Woodrow (above) has been a stalwart of the UK comics scene long before I’d discovered there was a “scene” and I’ve known him so long he had a different name when I first met him. More importantly, he’s been continually pushing and experimenting with the medium for decades with cutting edge graphic novels like Rumble Strip and being one half of the creative geniuses behind the graphic anthology Nelson. His coursework for his MA is no less impressive. She Lives is a vast, silent graphic novel that pays homage to The Bride of Frankenstein. When I say vast, I don’t mean in page count, but rather surface area. In the video below Woodrow explains a little bit about the project as he turns the pages:
So that’s almost a meter square book (over 2.5 ft sq), that
not only has all the original artwork in it, but Woodrow also bound and made
the book himself. It’s impossible to get the sense of scale in a video or
photograph and it’s a book that has to be experienced "in the paper."
If comics like The Authority and The Ultimates are supposedly “wide-screen comics” then She Lives is an IMAX
experience, as the book fills your peripheral vision, giving the reader the
sense of entering the paper universe. This is the closest you’ll get to “immersive
comics” without all that digital nonsense.
Woodrow said he wanted to get back to that
feeling of being a child, when comics and picture books felt enormous in one’s
tiny hands. He’s succeeded magnificently. Currently a "work in progress" Woodrow hopes to finish it before the end of the year and whether this ever gets published at
this size (and anything smaller would be doing it a disservice) time will tell.
Meanwhile, look out for it, as it’s bound to be on tour shortly. It’s a great big beautiful beast of a book.
On the way home I popped into David Blandy’s solo show.
Blandy has taken all my preoccupations of
my (and his) youth; anime, action figures, computer games, lego and Japanese
culture in general, and created a parallel universe where his own creations—including variations of himself (as above and below)—are
filtered through these media.
Simultaenously derivative and intriguing,
the show was hit and miss for me. Some elements, like the two films Anjin 1600
and Child of the Atom, work best. The first is a homage to the classic anime,
Ulysses 31, with the character Anjin (Japanese for "pilot") lost in space trying to either find his
way home or to the mythical planet of Edo. The story is also based on the
incredibly true tale of William Adams who became the only Western samurai (as fictionalised in James Clavell’s Shogun novel).

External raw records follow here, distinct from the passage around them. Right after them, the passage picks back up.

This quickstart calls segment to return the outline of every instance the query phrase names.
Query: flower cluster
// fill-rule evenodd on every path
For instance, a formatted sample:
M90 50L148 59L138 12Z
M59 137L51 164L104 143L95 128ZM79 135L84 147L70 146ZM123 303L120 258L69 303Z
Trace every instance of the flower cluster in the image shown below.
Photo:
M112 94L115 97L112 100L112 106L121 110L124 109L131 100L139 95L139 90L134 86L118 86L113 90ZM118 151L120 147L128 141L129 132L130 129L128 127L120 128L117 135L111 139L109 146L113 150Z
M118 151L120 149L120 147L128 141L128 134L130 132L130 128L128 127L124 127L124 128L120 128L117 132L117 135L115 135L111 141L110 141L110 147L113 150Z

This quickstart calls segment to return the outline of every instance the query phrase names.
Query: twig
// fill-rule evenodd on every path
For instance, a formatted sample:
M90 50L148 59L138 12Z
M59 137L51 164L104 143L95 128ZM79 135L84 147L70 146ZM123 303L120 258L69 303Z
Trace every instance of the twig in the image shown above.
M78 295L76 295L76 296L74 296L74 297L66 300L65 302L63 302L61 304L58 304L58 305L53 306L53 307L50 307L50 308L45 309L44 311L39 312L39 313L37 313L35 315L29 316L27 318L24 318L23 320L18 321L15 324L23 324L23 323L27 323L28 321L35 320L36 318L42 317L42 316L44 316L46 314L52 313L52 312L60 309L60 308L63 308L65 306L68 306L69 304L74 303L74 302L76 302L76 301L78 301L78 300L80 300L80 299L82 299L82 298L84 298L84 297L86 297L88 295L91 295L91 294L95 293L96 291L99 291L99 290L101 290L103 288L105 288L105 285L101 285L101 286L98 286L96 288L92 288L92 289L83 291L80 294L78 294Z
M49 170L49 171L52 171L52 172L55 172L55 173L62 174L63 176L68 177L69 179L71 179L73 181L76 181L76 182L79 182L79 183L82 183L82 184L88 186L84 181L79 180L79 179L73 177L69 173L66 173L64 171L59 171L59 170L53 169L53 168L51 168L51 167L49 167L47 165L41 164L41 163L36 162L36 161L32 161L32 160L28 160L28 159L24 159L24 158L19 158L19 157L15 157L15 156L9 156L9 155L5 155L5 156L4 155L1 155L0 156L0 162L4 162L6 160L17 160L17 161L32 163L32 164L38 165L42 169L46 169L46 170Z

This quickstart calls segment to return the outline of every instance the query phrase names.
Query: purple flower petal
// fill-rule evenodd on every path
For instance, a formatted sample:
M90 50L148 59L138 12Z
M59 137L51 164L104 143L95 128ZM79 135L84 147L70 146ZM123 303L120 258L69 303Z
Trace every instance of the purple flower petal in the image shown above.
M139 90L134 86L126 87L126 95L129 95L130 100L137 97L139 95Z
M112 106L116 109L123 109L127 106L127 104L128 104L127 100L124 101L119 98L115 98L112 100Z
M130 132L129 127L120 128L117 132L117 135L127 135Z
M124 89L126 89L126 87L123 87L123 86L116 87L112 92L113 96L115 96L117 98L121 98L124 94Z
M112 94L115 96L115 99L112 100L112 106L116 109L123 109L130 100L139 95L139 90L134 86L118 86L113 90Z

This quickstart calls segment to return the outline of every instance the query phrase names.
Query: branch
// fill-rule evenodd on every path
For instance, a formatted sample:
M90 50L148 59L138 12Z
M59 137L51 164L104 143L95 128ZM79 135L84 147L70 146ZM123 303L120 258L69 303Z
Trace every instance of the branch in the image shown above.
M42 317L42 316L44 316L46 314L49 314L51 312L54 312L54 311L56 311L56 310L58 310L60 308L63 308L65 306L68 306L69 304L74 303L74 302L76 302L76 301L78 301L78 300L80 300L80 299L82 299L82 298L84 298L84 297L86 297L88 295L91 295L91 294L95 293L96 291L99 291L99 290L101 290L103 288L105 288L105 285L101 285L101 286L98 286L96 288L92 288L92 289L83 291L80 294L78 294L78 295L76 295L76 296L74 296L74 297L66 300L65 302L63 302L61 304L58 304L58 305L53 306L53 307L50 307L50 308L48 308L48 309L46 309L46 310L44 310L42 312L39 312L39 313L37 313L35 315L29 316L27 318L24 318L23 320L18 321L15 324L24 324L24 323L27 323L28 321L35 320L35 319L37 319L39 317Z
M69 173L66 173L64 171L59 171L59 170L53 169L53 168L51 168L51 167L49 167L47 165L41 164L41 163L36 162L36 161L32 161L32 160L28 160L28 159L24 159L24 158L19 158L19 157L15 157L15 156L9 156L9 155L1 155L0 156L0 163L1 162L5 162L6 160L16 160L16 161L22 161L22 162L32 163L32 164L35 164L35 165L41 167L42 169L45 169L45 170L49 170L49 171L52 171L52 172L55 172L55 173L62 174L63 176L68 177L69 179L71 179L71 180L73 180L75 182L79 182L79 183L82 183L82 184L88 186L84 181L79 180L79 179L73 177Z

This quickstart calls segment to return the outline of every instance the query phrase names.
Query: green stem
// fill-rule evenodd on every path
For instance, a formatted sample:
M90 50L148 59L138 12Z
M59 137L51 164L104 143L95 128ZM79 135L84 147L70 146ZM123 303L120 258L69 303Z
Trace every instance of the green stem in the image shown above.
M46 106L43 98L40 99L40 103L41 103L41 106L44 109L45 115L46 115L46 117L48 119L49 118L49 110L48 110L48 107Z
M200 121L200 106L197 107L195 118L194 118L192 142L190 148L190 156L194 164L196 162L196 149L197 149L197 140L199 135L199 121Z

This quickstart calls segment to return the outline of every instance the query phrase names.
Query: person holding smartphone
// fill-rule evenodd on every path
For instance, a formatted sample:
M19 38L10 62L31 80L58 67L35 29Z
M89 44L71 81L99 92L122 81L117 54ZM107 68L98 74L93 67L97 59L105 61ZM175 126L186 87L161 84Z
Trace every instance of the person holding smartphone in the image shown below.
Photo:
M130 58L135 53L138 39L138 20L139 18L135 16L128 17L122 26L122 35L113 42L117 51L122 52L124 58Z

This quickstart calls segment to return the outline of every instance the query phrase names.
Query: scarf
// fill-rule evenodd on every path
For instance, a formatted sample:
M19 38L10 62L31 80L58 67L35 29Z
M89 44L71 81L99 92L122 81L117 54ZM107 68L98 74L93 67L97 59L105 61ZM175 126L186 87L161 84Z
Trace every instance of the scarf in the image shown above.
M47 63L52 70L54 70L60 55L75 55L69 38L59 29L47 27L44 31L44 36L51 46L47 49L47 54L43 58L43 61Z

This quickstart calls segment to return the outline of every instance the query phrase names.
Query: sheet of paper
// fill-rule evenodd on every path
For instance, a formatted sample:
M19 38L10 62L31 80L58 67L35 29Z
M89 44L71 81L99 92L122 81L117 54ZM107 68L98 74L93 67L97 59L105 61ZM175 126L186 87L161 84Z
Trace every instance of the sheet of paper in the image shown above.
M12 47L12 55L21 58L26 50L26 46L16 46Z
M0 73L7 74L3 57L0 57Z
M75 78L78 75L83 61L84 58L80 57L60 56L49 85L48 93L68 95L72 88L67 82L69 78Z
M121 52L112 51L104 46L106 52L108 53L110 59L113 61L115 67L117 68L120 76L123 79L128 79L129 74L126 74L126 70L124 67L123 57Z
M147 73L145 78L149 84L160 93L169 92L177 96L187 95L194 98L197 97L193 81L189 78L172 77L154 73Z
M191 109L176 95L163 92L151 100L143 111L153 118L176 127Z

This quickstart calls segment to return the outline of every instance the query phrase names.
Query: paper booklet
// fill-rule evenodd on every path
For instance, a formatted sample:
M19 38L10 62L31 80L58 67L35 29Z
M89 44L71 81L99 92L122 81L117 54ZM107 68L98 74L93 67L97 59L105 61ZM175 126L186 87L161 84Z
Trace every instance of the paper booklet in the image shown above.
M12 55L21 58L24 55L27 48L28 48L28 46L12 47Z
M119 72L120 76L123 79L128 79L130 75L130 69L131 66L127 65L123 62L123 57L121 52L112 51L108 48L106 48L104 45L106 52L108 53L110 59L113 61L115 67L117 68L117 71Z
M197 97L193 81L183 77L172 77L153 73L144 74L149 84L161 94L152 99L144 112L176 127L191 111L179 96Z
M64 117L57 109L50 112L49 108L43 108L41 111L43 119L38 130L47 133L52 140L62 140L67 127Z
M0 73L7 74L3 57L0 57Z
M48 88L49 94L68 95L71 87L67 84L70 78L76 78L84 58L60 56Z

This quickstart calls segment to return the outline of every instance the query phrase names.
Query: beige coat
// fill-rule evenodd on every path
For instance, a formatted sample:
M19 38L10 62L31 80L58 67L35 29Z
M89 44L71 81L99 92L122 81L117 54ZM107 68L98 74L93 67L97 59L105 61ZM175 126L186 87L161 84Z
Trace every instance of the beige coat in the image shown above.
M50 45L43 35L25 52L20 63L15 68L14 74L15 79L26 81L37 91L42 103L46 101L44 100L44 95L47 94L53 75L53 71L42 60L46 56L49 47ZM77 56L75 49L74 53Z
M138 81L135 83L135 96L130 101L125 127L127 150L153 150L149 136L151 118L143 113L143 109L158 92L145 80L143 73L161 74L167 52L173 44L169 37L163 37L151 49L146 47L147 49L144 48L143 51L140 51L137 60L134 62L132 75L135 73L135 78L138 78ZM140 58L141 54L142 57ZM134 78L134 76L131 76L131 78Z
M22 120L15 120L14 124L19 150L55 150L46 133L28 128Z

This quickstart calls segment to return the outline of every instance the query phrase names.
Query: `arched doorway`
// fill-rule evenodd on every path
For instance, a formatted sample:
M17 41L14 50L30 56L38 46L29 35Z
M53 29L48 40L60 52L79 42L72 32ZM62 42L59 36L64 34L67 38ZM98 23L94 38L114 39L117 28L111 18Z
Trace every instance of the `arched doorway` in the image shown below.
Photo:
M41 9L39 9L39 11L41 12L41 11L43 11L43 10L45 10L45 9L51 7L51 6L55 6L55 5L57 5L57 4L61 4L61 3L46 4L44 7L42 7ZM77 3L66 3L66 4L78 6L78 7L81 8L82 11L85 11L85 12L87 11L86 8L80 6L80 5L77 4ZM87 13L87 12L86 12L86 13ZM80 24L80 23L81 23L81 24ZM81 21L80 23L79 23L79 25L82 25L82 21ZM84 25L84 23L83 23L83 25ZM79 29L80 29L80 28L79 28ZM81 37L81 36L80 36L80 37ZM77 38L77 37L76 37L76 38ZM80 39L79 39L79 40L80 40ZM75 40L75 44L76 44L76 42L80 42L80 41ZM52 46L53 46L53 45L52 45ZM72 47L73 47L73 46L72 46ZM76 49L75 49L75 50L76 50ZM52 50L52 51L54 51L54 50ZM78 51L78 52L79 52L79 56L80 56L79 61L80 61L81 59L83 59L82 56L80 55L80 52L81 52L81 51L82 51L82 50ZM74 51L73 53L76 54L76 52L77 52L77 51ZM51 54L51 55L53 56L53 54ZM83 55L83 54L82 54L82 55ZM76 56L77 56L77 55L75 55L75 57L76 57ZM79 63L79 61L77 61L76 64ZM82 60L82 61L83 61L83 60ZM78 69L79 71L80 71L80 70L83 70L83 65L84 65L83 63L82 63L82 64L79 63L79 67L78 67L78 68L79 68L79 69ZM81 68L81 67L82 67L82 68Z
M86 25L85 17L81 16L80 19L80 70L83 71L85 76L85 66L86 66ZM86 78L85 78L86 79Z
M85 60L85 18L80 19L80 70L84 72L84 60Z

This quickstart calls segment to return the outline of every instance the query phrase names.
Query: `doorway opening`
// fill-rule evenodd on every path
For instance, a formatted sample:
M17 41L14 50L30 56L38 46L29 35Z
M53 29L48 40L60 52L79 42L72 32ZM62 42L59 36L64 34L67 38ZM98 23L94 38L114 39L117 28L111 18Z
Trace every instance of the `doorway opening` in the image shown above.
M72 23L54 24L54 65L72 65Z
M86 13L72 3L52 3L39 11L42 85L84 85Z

Child of the Atom was a powerful meditation on Hiroshima, as a docuemtary with Blandy wandering the city with his toddler daughter, as she narrates it as an adult from the future. This was all interesperesd with Akira-inspired animation.
The
whole exhibition felt like an otaku’s genuine affection for this material
sifted through the commercial filter of Jeff Koons and Damien Hirst. Perhaps
that latter element left me feeling slightly uncomfortable, particularly as a
large portion of the artwork was actually created by talented Brighton-based
manga artist Inko (who contributed to the Spirit of Hope anthology). Blandy
wears his influences on his sleeve, but I fear he’s more of a conceptual
artist, and while many of his pieces will impress the less knowing—and raise a
wry smile among manga and anime fans—it will be nice to see where he develops
in the future. Hopefully in more unique and original areas.
Child of the Atom was a powerful meditation on Hiroshima, as a docuemtary with Blandy wandering the city with his toddler daughter, as she narrates it as an adult from the future. This was all interesperesd with Akira-inspired animation.